Trace des sillons évidents sur ma peau,
Décharne-moi,
Ton souffle ardent crache et morsure la surface.
À travers ton poison, tu élargis et concentres,
Tu ressurgis et tu me hantes,
Tu pénètres et tu lamentes en dedans.
Croisons le fer et battons-nous en duel,
Soyons un, soyons moi.
Et si tu crois que tu pourras t’évader comme ça,
Ton mensonge ne trompe personne, tu fuis
C’est tout ce que tu fais.

Entre mes lignes, tu te noies et tu suffoques,
Mes courbes te font frémir et tu perçois juste…
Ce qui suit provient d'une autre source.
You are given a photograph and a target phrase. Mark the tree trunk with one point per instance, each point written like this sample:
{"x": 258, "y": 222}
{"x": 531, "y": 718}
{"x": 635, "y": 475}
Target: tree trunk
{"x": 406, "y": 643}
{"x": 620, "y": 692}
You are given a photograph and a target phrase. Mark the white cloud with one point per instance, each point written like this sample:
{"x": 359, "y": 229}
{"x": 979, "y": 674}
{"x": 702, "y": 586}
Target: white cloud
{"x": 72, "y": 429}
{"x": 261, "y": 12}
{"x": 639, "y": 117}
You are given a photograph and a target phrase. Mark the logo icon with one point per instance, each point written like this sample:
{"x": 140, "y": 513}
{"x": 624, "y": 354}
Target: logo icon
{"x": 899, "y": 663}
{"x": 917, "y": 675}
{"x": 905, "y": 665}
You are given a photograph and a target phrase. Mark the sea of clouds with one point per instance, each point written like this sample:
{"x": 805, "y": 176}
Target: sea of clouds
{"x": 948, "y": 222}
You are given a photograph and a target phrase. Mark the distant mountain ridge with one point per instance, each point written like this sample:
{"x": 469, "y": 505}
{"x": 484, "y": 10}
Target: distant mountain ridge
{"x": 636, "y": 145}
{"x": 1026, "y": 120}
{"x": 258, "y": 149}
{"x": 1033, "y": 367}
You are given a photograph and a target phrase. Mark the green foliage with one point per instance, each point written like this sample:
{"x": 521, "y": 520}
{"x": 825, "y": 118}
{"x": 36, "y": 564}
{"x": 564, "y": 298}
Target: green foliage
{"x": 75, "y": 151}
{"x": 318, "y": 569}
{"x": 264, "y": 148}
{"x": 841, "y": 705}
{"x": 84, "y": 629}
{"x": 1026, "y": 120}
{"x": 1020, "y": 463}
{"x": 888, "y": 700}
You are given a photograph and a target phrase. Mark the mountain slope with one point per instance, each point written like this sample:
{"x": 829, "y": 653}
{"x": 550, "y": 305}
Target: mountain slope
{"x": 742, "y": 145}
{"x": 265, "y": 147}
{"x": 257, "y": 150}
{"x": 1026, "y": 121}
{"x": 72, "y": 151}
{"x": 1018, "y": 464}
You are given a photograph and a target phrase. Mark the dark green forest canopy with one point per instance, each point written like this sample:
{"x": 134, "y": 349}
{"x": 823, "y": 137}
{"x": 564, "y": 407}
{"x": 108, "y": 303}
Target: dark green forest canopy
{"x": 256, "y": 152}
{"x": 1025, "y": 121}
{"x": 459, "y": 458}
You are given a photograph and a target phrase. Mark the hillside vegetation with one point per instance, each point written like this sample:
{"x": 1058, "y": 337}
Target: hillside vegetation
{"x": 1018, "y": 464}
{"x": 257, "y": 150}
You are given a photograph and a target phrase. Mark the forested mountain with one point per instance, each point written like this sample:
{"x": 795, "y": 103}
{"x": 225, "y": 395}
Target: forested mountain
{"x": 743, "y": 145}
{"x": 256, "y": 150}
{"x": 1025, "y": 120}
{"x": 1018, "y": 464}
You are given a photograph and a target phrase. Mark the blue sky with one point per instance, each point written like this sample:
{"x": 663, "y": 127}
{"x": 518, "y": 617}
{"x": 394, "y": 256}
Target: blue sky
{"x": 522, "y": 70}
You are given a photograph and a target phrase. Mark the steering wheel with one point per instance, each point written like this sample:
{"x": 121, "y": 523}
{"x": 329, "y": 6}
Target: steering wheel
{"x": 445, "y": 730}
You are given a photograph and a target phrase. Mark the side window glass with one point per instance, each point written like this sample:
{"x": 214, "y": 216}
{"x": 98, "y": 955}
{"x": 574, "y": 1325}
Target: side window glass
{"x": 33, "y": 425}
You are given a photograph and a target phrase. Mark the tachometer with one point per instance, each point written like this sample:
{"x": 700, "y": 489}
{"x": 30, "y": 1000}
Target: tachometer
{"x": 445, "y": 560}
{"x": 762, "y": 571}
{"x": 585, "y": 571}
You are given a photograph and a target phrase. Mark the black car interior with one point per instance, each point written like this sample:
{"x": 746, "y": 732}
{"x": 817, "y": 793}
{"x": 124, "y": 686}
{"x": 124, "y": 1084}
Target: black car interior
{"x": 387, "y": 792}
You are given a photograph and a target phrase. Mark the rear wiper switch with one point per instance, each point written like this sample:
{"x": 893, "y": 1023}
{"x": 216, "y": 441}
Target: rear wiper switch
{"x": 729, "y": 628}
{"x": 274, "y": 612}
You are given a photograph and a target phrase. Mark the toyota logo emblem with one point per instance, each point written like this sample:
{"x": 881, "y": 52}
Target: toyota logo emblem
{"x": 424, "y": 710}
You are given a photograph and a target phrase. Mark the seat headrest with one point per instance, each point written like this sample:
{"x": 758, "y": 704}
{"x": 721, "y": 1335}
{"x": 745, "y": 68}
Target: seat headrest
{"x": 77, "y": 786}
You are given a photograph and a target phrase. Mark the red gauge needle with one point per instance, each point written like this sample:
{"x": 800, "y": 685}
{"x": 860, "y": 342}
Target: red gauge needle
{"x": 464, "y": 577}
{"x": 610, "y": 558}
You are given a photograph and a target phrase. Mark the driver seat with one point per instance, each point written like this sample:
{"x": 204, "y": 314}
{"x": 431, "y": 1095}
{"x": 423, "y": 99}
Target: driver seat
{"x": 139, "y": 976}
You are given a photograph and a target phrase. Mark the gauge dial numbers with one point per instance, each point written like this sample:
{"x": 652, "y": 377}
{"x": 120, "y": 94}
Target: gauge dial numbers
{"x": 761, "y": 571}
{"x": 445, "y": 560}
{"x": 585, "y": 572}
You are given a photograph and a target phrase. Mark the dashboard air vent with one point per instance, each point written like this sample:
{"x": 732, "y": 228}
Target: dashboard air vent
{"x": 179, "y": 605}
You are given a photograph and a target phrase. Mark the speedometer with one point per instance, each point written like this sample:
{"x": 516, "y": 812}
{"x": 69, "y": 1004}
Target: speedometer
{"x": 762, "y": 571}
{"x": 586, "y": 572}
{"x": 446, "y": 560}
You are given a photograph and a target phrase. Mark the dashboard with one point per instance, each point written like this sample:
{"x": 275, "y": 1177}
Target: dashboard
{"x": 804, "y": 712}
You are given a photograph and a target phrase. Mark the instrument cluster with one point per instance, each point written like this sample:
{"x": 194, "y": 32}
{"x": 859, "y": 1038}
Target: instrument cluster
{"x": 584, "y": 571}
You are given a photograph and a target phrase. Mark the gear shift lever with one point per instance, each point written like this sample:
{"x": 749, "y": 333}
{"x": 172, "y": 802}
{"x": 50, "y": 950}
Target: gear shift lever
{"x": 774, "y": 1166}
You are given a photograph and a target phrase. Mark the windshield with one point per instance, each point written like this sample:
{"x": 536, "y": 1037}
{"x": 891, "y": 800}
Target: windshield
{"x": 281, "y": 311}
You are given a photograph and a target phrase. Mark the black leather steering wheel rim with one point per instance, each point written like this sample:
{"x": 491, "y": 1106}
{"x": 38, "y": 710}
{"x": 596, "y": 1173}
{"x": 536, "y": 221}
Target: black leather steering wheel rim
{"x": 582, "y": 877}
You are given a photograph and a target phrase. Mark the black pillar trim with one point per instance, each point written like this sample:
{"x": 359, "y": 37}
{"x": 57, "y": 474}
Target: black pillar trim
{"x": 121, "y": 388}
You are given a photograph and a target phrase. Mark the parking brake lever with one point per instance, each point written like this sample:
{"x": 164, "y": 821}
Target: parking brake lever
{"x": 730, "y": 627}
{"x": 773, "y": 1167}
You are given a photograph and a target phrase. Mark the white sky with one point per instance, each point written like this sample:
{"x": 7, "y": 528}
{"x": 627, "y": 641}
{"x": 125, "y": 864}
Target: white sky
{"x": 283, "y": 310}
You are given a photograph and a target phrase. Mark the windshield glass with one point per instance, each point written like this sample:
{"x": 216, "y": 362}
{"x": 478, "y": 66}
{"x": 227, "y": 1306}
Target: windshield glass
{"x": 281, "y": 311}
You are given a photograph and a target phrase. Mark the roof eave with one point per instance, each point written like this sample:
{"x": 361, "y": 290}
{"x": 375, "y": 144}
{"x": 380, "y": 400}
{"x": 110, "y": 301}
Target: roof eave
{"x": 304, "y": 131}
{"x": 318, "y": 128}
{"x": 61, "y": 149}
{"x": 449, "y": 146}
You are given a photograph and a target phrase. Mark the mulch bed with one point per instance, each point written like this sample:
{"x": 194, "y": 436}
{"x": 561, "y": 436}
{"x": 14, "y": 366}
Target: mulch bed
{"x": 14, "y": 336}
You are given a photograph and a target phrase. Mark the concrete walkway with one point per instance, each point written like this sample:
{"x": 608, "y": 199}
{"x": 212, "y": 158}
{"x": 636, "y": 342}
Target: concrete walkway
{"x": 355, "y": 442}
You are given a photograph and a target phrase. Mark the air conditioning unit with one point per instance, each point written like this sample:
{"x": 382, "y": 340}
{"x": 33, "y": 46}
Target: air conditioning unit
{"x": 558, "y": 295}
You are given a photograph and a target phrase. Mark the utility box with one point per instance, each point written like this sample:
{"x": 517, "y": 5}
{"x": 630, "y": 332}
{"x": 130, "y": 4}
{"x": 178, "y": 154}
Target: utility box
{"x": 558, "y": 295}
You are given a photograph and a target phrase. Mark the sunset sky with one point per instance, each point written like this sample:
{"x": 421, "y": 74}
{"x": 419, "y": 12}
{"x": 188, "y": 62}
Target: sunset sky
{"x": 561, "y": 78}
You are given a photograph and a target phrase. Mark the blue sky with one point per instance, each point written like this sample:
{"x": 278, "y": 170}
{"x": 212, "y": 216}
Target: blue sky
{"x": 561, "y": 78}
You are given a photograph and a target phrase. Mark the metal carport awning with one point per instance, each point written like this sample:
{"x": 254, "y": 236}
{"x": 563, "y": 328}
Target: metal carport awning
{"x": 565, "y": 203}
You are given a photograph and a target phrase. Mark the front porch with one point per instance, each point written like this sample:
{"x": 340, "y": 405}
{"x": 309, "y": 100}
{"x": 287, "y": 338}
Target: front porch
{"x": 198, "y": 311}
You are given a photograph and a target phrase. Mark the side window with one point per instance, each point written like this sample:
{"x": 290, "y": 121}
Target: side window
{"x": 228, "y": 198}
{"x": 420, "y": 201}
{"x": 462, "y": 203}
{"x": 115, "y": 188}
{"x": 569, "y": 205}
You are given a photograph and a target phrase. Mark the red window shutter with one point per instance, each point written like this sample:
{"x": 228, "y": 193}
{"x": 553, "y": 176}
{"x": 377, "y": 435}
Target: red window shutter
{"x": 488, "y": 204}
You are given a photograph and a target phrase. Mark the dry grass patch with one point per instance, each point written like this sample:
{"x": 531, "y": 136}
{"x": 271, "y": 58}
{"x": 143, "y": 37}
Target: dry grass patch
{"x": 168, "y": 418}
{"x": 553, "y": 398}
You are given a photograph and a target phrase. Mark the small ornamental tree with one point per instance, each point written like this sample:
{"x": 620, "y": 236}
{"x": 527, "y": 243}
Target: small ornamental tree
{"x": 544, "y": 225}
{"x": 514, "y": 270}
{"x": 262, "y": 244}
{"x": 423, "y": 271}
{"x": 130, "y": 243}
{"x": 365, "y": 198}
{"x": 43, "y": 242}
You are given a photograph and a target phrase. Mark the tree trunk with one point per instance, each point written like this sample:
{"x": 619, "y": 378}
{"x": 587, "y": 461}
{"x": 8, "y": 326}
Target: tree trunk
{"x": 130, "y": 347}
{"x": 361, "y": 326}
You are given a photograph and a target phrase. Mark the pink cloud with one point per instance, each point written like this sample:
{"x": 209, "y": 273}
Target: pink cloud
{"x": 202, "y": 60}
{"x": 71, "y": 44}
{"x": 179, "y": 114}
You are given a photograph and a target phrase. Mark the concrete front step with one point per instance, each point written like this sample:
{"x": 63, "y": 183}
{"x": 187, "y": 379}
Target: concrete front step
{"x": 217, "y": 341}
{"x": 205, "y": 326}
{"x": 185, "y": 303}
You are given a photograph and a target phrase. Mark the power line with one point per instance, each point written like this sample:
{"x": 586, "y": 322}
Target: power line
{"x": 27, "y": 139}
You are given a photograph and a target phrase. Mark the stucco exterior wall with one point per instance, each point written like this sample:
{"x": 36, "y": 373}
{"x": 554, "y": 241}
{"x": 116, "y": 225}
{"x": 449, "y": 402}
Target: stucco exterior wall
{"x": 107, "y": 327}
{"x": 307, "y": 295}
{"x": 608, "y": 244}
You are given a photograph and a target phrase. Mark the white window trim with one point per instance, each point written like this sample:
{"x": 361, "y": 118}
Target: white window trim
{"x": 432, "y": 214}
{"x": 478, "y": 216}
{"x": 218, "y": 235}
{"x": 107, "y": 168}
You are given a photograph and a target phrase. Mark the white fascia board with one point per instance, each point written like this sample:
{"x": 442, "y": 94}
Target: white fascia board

Un appel. Tu interprètes quand ça t’arrange
Mais tu as peur, bien plus que moi.
Je suis gravée en toi et je t’écorche vif
Sans que tu puisses rien faire,
Tu es ma proie, tu es à moi, tu es mien.

Glisse mon amour contre mes contours confondants,
Viens à moi je t’en prie, viens à moi et cries !
Je t’aime mon amour et ta marque me manque.
En délices j’accours et je danse sur ton flanc
Pendant que tu dors encore, je me mêle à ton sang.
Mes mains vacillent sur les traces de tes vestiges
Et caressent pour toi l’épiderme germé.
Le long de tes formes charmantes, je prends naissance
Pour m’embraser près de ta vie et consumer, péché de chair.
Dans tes replis, je me couche pour mourir aux portes de ton âme.
Toujours, je t’attendrai mon amour,
À jamais gravé dans les souvenirs sous-cutanés.